Contribution de René Longet, mars 2008

Le contraste ne pourrait guère être plus grand : fin février, les ONG environnementales déposent l’initiative populaire fédérale «pour un climat sain». Dix jours auparavant le programme en la matière du Conseil fédéral n’était autre qu’un aveu de faiblesse, une liste de vœux pieux et d’effets d’annonce.

L’initiative, fondée sur des analyses scientifiques internationales, demande d’ici 2020 une réduction de 30% des gaz à effet de serre par rapport à leur niveau de 1990, date de la négociation de la convention cadre des Nations Unies sur le changement climatique. Cet objectif est modeste, si on le compare à ce qu’une étude récente de l’EPFZ (1): pour cette institution dont le sérieux ne peut guère être mis en doute, c’est une division par 9 des émissions qu’il faut obtenir d’ici la fin du siècle ! Certes, l’échéance – la fin du siècle – est encore loin, mais tout de même, passer de la moyenne de 9 t par an et par personne à 1 tonne c’est encore autre chose ! C’est pourquoi, la notion de «décarbonisation» est aujourd’hui mise en avant, sachant que le potentiel de rationalisation est considérable.

Des pistes d’action connues

Ce potentiel passe par des enjeux tels que :

 • Une autre organisation de la mobilité (environ 30% de la consommation d’énergies fossiles)
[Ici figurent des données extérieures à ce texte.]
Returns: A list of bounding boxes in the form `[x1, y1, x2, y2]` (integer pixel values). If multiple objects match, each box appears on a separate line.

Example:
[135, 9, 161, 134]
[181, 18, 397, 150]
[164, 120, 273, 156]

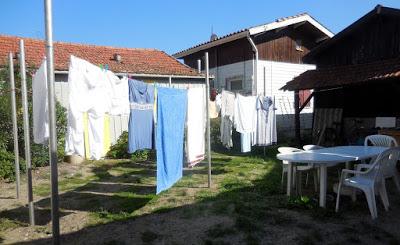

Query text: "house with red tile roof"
[0, 35, 205, 143]
[0, 35, 202, 78]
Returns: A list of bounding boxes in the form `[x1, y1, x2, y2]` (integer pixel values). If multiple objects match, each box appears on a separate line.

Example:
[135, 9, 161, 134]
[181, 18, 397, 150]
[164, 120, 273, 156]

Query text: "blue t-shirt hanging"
[128, 79, 154, 153]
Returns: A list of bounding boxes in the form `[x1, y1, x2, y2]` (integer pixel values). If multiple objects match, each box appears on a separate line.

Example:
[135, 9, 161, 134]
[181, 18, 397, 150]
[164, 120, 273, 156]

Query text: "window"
[230, 80, 243, 91]
[226, 76, 243, 92]
[299, 90, 311, 108]
[296, 39, 303, 52]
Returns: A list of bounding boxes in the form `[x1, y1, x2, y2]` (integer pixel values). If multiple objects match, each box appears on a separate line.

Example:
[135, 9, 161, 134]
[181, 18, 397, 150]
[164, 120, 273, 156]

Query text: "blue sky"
[0, 0, 400, 54]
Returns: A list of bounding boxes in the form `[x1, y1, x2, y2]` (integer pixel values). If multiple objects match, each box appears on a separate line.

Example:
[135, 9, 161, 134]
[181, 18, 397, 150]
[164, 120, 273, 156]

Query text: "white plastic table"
[277, 146, 388, 207]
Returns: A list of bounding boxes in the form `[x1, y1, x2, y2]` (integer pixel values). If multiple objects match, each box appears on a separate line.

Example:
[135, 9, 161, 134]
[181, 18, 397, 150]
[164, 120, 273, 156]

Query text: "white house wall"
[257, 60, 315, 134]
[210, 60, 315, 136]
[210, 60, 254, 93]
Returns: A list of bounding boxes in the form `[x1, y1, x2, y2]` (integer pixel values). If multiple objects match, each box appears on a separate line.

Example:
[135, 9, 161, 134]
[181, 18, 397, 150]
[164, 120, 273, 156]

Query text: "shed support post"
[8, 53, 21, 199]
[205, 52, 211, 188]
[294, 90, 301, 145]
[44, 0, 60, 244]
[19, 39, 35, 226]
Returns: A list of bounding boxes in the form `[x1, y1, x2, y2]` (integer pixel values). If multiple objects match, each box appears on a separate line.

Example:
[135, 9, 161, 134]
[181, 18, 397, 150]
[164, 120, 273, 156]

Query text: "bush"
[0, 149, 25, 181]
[0, 65, 67, 180]
[107, 131, 155, 161]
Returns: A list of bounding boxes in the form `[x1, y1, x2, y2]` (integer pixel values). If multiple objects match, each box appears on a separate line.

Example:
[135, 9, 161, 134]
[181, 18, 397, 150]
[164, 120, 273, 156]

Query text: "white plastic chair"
[303, 145, 324, 151]
[364, 134, 398, 147]
[336, 147, 400, 219]
[278, 147, 318, 194]
[364, 134, 400, 192]
[303, 145, 325, 189]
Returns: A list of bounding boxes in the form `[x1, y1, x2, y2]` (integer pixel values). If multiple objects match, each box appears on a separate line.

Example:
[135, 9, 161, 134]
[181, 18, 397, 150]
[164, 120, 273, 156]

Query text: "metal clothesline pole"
[8, 52, 20, 199]
[19, 39, 35, 225]
[205, 52, 211, 188]
[44, 0, 60, 244]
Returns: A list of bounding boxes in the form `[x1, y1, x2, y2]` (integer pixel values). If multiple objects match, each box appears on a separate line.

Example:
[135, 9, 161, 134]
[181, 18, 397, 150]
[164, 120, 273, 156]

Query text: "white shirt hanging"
[234, 94, 257, 133]
[32, 59, 49, 144]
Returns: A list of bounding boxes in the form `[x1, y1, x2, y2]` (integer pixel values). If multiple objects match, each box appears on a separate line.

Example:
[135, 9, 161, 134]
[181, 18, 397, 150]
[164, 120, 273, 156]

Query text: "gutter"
[247, 32, 258, 95]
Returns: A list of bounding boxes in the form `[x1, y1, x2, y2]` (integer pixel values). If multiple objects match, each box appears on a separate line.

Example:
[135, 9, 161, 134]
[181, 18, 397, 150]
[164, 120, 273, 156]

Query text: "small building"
[173, 14, 333, 136]
[0, 35, 205, 143]
[282, 5, 400, 144]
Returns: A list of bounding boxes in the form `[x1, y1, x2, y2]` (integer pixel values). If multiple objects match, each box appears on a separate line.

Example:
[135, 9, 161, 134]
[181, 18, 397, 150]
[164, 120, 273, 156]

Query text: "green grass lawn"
[0, 147, 397, 244]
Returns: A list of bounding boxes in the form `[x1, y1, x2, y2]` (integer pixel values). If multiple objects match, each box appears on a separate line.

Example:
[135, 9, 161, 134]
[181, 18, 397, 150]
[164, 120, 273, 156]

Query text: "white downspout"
[247, 33, 258, 95]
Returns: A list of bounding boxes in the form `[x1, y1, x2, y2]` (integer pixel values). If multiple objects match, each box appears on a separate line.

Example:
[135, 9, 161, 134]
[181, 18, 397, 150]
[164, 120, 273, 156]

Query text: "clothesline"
[33, 56, 211, 193]
[216, 90, 277, 152]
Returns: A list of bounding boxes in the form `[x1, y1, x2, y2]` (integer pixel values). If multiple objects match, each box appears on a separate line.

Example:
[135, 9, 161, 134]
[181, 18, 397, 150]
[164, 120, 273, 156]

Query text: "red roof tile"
[0, 35, 199, 76]
[281, 57, 400, 90]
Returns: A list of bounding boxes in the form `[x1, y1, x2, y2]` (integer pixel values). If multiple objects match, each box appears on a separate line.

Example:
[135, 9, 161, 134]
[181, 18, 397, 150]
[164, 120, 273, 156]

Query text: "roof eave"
[304, 5, 399, 62]
[249, 14, 334, 38]
[172, 30, 248, 59]
[172, 14, 334, 59]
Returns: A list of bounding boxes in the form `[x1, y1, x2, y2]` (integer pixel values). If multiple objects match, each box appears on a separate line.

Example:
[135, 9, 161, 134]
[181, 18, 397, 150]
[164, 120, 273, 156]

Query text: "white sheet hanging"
[186, 88, 206, 167]
[220, 90, 235, 148]
[253, 96, 277, 146]
[32, 59, 49, 144]
[234, 94, 257, 133]
[65, 56, 129, 160]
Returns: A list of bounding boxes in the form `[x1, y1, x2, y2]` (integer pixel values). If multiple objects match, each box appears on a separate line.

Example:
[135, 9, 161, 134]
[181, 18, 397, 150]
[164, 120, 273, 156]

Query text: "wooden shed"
[282, 5, 400, 143]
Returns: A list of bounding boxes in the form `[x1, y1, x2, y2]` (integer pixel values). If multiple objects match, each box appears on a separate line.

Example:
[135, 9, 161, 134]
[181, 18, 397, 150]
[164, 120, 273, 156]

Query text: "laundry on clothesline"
[186, 88, 206, 167]
[156, 87, 188, 194]
[216, 91, 277, 153]
[65, 56, 129, 160]
[220, 90, 235, 149]
[128, 79, 154, 153]
[32, 59, 49, 144]
[253, 96, 277, 146]
[234, 94, 257, 133]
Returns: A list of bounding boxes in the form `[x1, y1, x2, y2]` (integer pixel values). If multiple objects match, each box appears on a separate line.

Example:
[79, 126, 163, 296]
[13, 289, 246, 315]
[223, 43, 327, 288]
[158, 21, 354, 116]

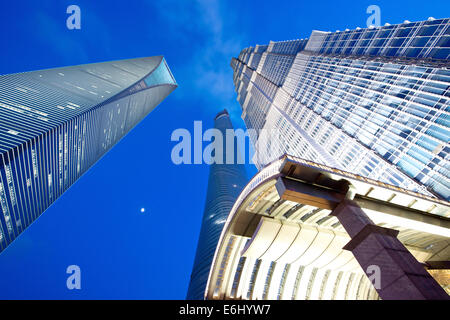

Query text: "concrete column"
[331, 199, 449, 300]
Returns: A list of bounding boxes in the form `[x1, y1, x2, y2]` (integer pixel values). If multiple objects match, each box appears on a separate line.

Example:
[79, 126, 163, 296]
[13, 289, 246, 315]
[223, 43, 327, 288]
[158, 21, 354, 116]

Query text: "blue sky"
[0, 0, 450, 299]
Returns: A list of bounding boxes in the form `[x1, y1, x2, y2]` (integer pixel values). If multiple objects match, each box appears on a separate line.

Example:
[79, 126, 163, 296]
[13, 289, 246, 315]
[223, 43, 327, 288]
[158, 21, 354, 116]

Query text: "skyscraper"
[231, 18, 450, 199]
[198, 18, 450, 300]
[186, 110, 247, 300]
[0, 56, 177, 251]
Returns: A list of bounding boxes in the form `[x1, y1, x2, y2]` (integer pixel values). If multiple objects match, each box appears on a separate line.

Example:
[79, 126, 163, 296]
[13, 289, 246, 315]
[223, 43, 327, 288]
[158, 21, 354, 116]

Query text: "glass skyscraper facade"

Il faut tendre vers un meilleur usage de la voiture (autopartage, co-voiturage), des modèles moins polluants ainsi qu’une promotion accrue des transports publics et de la sécurité pour deux-roues et piétons.

Si les performances des véhicules s’améliorent, cela ne doit plus être compensé par un nombre croissant de parcours et de véhicules, ou une augmentation de la puissance de ces derniers. Il faut réussir à aboutir à une réduction nette.

De même, l’aviation doit être réservée aux relations lointaines et réellement nécessaires, ce qui demande un questionnement du tourisme de masse à la recherche de bronzage avant tout et nullement de découvertes nouvelles !

• Une même approche s’impose pour le bâtiment (environ 40% de la consommation, essentiellement pour le chauffage(2))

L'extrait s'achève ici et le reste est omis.